Article and Photo Courtesy of David Byrnes new online magazine Reason to be Cheerful | Written by Gwynne Watkins
Professor for The Florida State University Graduate Art Therapy program and Project Coordinator for the FSU/Fl Department of Corrections Art Therapy in Prisons Program, David Gussak, was recently featured in an article about the necessity of art programs in prisons.
While access to therapy, medication and other interventions is crucial for inmates’ mental health, participation in the arts can also have a profound effect on depression and other disorders. Gussak, a leading researcher on art therapy in prison populations, has found that participating in art therapy (therapist-led art classes that use the creative process to promote psychological healing) can significantly reduce symptoms of depression among inmates. According to Gussak, the arts are able to reach prison populations in ways that traditional mental-health interventions sometimes cannot.
“You’re talking about an environment where any type of disclosure of weakness and vulnerability and need, can be taken advantage of by others,” says Gussak. “But the art allows us to work behind the mask, allows therapy to happen, allows expression to happen and identity to reform without challenging that notion of dominance.”
Countless studies show that prisoners who participate in a program like art therapy are likely to experience improved mental health and fewer disciplinary infractions. Regardless of age, gender identity, or time served, those prisoners will become more likely to complete an education in prison, and much less likely to commit another offense after release. Art has been shown to connect with prison populations in a way that traditional therapy sometimes cannot, and the effects ripple outward to create a more effective prison, and ultimately, a safer society.
As awareness of the broken prison system has increased, popular opinion and policy have begun to gravitate back towards rehabilitation.
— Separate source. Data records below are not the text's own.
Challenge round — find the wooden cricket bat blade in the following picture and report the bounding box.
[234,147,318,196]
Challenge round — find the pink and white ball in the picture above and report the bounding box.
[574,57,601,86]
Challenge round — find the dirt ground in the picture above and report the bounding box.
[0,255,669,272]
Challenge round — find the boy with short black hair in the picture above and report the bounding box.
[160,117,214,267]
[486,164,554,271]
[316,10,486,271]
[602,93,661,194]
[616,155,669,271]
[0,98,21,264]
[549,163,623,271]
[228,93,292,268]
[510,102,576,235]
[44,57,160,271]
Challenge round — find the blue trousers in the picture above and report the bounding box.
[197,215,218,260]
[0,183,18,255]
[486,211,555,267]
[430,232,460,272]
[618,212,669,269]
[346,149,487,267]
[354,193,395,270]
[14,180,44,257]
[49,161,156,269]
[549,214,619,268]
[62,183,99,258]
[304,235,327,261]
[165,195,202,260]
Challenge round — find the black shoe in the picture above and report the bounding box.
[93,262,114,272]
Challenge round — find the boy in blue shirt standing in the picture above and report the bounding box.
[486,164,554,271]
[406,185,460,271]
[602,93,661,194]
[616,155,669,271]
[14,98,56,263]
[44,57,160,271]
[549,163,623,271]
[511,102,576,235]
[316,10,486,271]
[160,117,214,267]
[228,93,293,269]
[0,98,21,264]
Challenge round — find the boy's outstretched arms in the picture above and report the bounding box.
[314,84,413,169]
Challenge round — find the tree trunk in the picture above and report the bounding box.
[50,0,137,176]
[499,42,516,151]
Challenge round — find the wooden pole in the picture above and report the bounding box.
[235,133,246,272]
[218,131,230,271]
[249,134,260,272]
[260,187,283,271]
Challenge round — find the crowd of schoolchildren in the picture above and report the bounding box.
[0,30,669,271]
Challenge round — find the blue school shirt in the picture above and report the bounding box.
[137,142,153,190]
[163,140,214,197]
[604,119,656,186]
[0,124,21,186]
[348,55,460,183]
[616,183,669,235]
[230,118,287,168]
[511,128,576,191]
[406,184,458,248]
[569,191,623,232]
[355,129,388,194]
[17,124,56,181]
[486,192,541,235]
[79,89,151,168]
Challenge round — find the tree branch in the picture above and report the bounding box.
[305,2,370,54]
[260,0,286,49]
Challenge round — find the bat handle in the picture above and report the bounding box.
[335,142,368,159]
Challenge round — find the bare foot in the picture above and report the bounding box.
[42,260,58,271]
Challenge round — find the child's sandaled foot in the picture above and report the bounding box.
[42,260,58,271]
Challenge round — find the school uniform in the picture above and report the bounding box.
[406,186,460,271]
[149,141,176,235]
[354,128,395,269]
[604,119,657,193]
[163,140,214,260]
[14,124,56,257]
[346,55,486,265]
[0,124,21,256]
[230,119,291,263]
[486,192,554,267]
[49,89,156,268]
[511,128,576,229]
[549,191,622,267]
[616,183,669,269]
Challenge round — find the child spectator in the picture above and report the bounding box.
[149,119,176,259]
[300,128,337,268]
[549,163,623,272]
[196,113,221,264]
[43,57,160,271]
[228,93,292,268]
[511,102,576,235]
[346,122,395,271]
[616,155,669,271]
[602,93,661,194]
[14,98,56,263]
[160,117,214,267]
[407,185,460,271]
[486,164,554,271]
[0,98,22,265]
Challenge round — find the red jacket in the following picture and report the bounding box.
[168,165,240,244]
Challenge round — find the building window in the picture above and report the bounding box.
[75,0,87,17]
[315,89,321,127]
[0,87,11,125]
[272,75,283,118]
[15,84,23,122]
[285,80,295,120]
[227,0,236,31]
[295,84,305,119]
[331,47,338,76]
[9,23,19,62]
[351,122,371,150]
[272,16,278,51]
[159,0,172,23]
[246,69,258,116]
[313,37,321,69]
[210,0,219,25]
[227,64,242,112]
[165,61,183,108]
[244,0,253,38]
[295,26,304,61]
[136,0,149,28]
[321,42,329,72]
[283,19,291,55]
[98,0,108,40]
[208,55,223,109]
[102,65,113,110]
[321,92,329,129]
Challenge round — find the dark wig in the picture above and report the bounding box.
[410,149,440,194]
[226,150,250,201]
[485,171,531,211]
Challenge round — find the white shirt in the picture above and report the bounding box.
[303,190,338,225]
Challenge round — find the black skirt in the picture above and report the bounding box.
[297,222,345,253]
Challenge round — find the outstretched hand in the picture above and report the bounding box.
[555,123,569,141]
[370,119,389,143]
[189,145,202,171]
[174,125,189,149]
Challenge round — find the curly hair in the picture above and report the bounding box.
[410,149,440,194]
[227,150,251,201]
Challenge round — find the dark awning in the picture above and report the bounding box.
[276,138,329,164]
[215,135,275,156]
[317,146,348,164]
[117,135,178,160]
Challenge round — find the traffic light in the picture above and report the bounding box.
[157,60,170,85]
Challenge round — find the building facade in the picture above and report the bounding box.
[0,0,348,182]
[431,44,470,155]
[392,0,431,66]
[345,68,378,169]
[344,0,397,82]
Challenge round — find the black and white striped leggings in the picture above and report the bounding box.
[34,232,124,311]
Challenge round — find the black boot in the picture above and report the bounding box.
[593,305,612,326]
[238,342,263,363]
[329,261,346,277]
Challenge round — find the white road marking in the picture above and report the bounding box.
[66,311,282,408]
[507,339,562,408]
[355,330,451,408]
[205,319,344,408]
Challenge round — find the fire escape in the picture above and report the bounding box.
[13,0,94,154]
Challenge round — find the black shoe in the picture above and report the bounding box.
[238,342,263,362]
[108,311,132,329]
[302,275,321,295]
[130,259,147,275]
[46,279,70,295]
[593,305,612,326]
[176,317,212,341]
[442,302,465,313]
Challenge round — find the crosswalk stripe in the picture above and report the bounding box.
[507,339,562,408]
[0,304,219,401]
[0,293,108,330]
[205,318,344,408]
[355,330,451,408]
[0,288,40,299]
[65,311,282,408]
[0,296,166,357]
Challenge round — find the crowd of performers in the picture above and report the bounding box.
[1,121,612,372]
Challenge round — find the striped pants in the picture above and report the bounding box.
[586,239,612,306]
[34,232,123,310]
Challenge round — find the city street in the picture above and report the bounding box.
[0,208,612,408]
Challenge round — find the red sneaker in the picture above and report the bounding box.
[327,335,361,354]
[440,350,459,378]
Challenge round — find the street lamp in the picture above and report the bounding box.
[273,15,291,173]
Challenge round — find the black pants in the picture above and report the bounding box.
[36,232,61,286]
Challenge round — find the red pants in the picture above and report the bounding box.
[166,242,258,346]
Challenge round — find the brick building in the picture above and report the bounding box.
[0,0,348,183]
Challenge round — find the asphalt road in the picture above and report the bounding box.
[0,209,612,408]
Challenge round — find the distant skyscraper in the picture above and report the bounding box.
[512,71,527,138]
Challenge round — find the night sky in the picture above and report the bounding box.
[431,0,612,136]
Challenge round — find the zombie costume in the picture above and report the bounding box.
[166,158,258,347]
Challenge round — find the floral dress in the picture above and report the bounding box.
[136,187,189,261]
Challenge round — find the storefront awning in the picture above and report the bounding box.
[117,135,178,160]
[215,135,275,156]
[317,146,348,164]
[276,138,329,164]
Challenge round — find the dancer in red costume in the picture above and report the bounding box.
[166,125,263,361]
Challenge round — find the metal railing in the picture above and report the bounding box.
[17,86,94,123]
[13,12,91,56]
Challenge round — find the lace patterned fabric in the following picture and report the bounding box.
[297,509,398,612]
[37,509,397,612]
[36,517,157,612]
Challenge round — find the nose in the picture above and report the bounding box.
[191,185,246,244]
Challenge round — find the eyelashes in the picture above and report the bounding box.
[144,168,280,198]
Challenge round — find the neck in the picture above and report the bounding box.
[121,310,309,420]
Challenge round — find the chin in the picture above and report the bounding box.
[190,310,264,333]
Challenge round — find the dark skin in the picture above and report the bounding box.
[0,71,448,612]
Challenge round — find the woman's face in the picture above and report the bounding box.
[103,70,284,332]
Even the Department of Justice has acknowledged that it’s time to “rethink mass incarceration,” declaring in its Strategic Plan for 2014-2018 that “we cannot prosecute our way to becoming a safer nation.” Within the prison system, programs that promote higher education and drug treatment are recognized as effective for reforming convicted criminals. But the arts remain overlooked and underfunded as a rehabilitation tool, despite persuasive data.
“We’re working in environments where the inmate populations are objectified and dehumanized, and they’re given numbers and uniforms to keep them under control,” says Gussak. “The problem is once they get out, they maintain that label of ‘inmate’ or ‘former convict,’ and that’s the identity they need to live up to.”
Attempting to bring change to the U.S. prison system, no matter how small, can be a massive undertaking. The creators of these arts programs often spend months or years in bureaucratic purgatory — dealing with proposals, contracts, security clearances, and so forth — before they even get through the gates. But increased awareness of prison arts, and the benefits they can offer with even minimal resources, means that more doors are opening. Given the number of Americans who will be incarcerated at some point in their lives, the profound rehabilitation offered by prison arts can benefit all of us.
“Change is happening,” says Gussak. “People are adopting these programs. I’m getting calls from different agencies all over the United States, from artists, facilitators, and administrators from prisons, that say, what can we do to bring this into our system right now?”